No repeats??? Like, you cant have ‘aaaa123@’ as a password?
You’re just making it easier to brute force…
Comment on My password is not accepted because it is too long
UpperBroccoli@lemmy.blahaj.zone 1 day ago
We have a customer, a big international corporation, that has very specific rules for their intranet passwords:
- Must contain letters
- Must contain numbers
- Must contain special characters
- No repeats
- Passwords must be changed every two months
- Not the same password as any of the last seven
- PASSWORDS MUST BE EXACTLY EIGHT CHARACTERS LONG
I can only assume that whoever came up with these rules is either an especially demented BofH, or they have some really really weird legacy infrastructure to deal with.
OmegaLemmy@discuss.online 1 day ago
ILikeTraaaains@lemmy.world 1 day ago
Since the password has to be changed every two months, I would assume that it means no repeating previously used passwords.
TrippaSnippa@aussie.zone 1 day ago
It also says “must not be the same as any of the last seven passwords used” so I can only take “no repeats” to mean no repeated characters.
ILikeTraaaains@lemmy.world 1 day ago
You’re right, I didn’t noticed the 7 passwords line.
blacia@lemmy.blahaj.zone 1 day ago
I worked in IT for a big national company for a short time. Passwords rules were : at least 8 characters, at least one uppercase letter, at least one number, change password every 2/3 months and different than the 3 previous ones. Several workers had a post-it on the screen with the 4 passwords they use. One of them had name of child and year of birth, I don’t know if it was his children or his relatives’ children too.

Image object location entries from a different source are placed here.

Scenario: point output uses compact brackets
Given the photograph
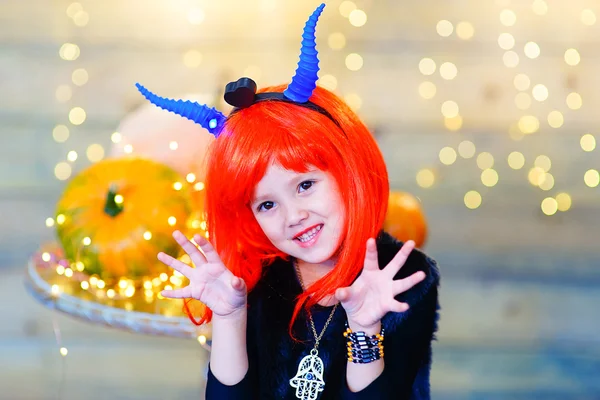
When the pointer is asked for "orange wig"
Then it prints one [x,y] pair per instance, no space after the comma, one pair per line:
[295,138]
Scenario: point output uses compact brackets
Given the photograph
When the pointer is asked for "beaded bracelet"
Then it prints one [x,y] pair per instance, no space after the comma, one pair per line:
[363,349]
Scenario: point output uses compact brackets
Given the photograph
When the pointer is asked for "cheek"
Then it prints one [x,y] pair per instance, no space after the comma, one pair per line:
[268,227]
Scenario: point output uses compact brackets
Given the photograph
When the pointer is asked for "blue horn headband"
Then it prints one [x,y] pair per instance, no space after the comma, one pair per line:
[242,93]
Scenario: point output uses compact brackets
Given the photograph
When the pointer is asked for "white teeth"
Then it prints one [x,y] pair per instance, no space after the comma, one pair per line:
[309,235]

drewcarreyfan@lemm.ee 1 day ago
I am a designer, but I once did a project with a very very major and recognizable tech corporation that, no joke, implemented an 8 character limit on passwords for storage reasons.
This company made in the tune of tens of billions of dollars per year, and they were penny-pinching on literal bytes of data.
I can’t say who it is, but their name begins with ‘M’ and ends in ‘cAfee.’
JackbyDev@programming.dev 1 day ago
If password length affects storage size then something has gone very wrong. They should be hashed, not encrypted or in plaintext.
Kissaki@feddit.org 1 day ago
Whoever the company is, we have to assume it’s not a security company. Because, surely, none of those would do that ever.